Many broker-dealers have moved over the past few years to accommodate their fee-based reps by adding a custodial platform so those reps can run their own RIAs. The objective? To both retain those often growing reps and their AUM—to keep them from going totally RIA—and to attract other reps whose business is heading in the same direction. At Triad Advisors, that accommodation has been business as usual for years: As of year-end 2013, 417 of Triad's 553 producing reps had their own RIA, or 75%, a much higher percentage than all of the independent BDs who responded to Investment Advisor's 2014 Broker-Dealer Reference Guide.
"At conferences I'd hear BD executives ask, 'How do you accommodate or make an exception'" for reps who want to run their own RIAs, recalled Mark Mettelman, CEO of Triad, but "I took this as a 'How do I embrace this?' trend instead." Triad, Mettelman said in an interview, was founded in 1998, but "we got our first 'hybrid'" advisor in 1999, so "this is not a new business to us." Rather, "we've been doing it a long time, and it stems from us wanting to attract very entrepreneurial types of advisors."
That encouragement has again put Triad at the top of Investment Advisor's "Top 25 Independent Broker-Dealers by Friendliness to Advisors" list and is paying off, Mettelman said, in attracting not just entrepreneurial reps but also increasing the average revenue per rep.
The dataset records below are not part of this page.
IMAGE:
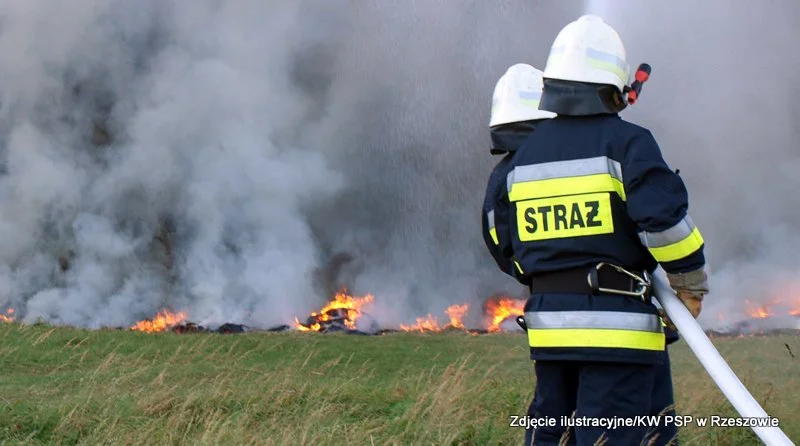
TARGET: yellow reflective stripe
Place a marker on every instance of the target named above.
(553, 187)
(492, 230)
(596, 338)
(678, 250)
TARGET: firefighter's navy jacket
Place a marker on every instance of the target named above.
(590, 189)
(491, 235)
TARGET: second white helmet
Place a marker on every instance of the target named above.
(588, 50)
(516, 96)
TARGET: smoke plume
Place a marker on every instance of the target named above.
(241, 159)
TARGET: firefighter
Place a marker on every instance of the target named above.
(590, 208)
(515, 113)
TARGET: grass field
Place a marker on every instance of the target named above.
(66, 386)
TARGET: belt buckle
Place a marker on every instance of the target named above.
(643, 283)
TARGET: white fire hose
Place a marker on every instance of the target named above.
(712, 361)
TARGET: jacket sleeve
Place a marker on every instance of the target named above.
(657, 200)
(495, 219)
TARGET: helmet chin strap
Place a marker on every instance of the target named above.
(571, 98)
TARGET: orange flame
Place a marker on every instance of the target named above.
(164, 320)
(8, 316)
(429, 323)
(456, 313)
(343, 306)
(777, 307)
(500, 308)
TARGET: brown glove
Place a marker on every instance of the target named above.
(690, 287)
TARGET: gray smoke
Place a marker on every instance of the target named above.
(241, 160)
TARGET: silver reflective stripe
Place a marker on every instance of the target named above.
(608, 58)
(672, 235)
(614, 320)
(562, 169)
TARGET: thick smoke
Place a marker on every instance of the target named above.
(240, 159)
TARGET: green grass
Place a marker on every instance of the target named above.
(68, 386)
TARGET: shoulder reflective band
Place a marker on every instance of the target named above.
(595, 329)
(674, 243)
(492, 229)
(581, 176)
(596, 59)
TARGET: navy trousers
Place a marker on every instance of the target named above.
(601, 390)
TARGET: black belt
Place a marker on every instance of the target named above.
(576, 281)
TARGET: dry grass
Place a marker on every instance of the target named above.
(65, 386)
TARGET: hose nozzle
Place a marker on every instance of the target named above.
(641, 76)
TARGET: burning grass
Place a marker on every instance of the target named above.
(112, 386)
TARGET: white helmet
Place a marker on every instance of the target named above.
(588, 50)
(516, 96)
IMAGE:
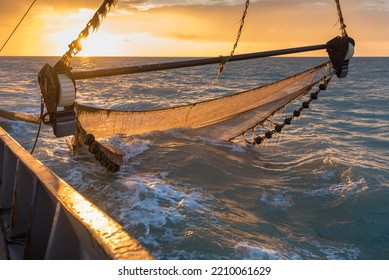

These are advisors who not only "want their name on the door," Mettelman said, but also are moving along the path of offering family-office-like services to their clients. "To do that, you need lots of different products and services to accommodate your client needs," he said, though even with Triad's "comprehensive menu" of offerings, "not every solution will be on a fee basis," such as some fixed income or alternative investments, where "it can be more appropriate to charge a client a commission."
Triad ensures, however, that "everyone's coloring within the lines on compliance," whether they're using Triad's clearing services, corporate RIA or their own RIA. When it comes to reps having their own RIAs, Triad has "always embraced the notion that this is our business" as well. "Many years ago we built the data feeds from the custodians," Mettelman said, and "we treat it as if it's all Triad business."
Using Triad's compliance staff for their RIA business "makes the independent advisor feel like he or she is part of something bigger, has more resources" and provides due diligence backup as well for the dually registered advisors.
In its recruiting efforts, Mettelman said the RIA focus "definitely resonates," attracting bigger advisors who've helped Triad increase its average revenue per advisor from $224,000 as of year-end 2012 to $281,000 at year-end 2013 (see the "Top 25 Independent Broker-Dealers by Highest Average Production" list on ThinkAdvisor.com). "It's rare that you find somebody is all fees or all commissions," Mettelman said, adding that a "higher end planner," who may be "frustrated with their current broker-dealer," can be attracted to Triad's "more open architecture model" where instead of arguing that "fees or commissions are better, we say, 'Here's a wealth management offering.'"
Many observers of the independent BD space like to say that with its low margins and higher costs for compliance and technology, the industry may only be healthy in the future for very large firms with scale or small firms that can retain their boutique culture. Triad is squarely a mid-sized broker-dealer, but Mettelman suggested that its focus, and its parent company, changes the equation. As part of Ladenburg Thalman's three IBDs, he said Triad reps have access to products and services that are more common among wirehouses and big regional firms, such as investment banking, research and access to syndicated investment vehicles. In addition, Ladenburg Thalman owns Premier Trust, a trust company that is friendly to advisors. "We're pretty unique in the independent world," Mettelman said, in being able to provide those services to reps but also in having an owner with "deep pockets behind us; that takes the question of financial stability and staying power off the table."